# Face Clustering

Face clustering is an unsupervised learning task to find unique faces in a group of unlabeled faces. I have created a module `FacialClustering`, that will cluster faces using two methods: `DBSCAN` and `chinese_whispers`, utilizing the facial embedding models from the previous notebooks. 

In [1]:
# The module takes a FacePreprocess class as input
# I designed it this way since we need to load the ssd model and weights
from modules.FacePreprocess import FacePreprocess
ssd_model = r'./models/ssd/deploy.prototxt.txt'
ssd_weights = r'./models/ssd/res10_300x300_ssd_iter_140000.caffemodel'
processor = FacePreprocess(ssd_model, ssd_weights)

## Initialize the `FacialClustering` module

In [2]:
from modules.FacialClustering import FacialClustering

# set input paths --> make sure that every image inside the directory ends with '.jpg' or '.png'
input_paths = [
    '.\dataset'
]
output_path = '.\output\\face_clustering'
cluster = FacialClustering(
    pathlist = input_paths, 
    processor = processor, 
    out_path = output_path,
    preprocess = True, # since the images in our dataset hasn't been preprocessed, set this as True
)

If the module loads correctly, you should see a `log.txt` file inside your output directory.
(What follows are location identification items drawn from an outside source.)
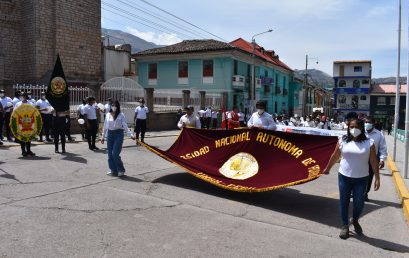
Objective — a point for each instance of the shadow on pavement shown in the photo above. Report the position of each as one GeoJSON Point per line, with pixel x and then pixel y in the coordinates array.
{"type": "Point", "coordinates": [74, 158]}
{"type": "Point", "coordinates": [289, 201]}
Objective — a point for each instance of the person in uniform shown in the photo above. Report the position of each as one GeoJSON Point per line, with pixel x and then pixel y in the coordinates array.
{"type": "Point", "coordinates": [189, 120]}
{"type": "Point", "coordinates": [90, 114]}
{"type": "Point", "coordinates": [25, 146]}
{"type": "Point", "coordinates": [45, 110]}
{"type": "Point", "coordinates": [59, 128]}
{"type": "Point", "coordinates": [261, 119]}
{"type": "Point", "coordinates": [233, 118]}
{"type": "Point", "coordinates": [5, 114]}
{"type": "Point", "coordinates": [141, 114]}
{"type": "Point", "coordinates": [80, 115]}
{"type": "Point", "coordinates": [380, 149]}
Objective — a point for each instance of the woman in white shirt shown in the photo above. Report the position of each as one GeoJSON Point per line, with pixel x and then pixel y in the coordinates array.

This file will log all the clustering parameters we used.

## Method 1: Chinese Whispers

reference: 
- https://github.com/zhly0/facenet-face-cluster-chinese-whispers-/blob/master/clustering.py 
- https://en.wikipedia.org/wiki/Chinese_whispers_(clustering_method) 

In [4]:
cluster.chinese_whispers(
    FE = 'kv-resnet50',
    threshold = 0.75, # min distance between clusters
    iterations = 100, # number of iterations
    saveas = False, # save a copy of the clustered faces
)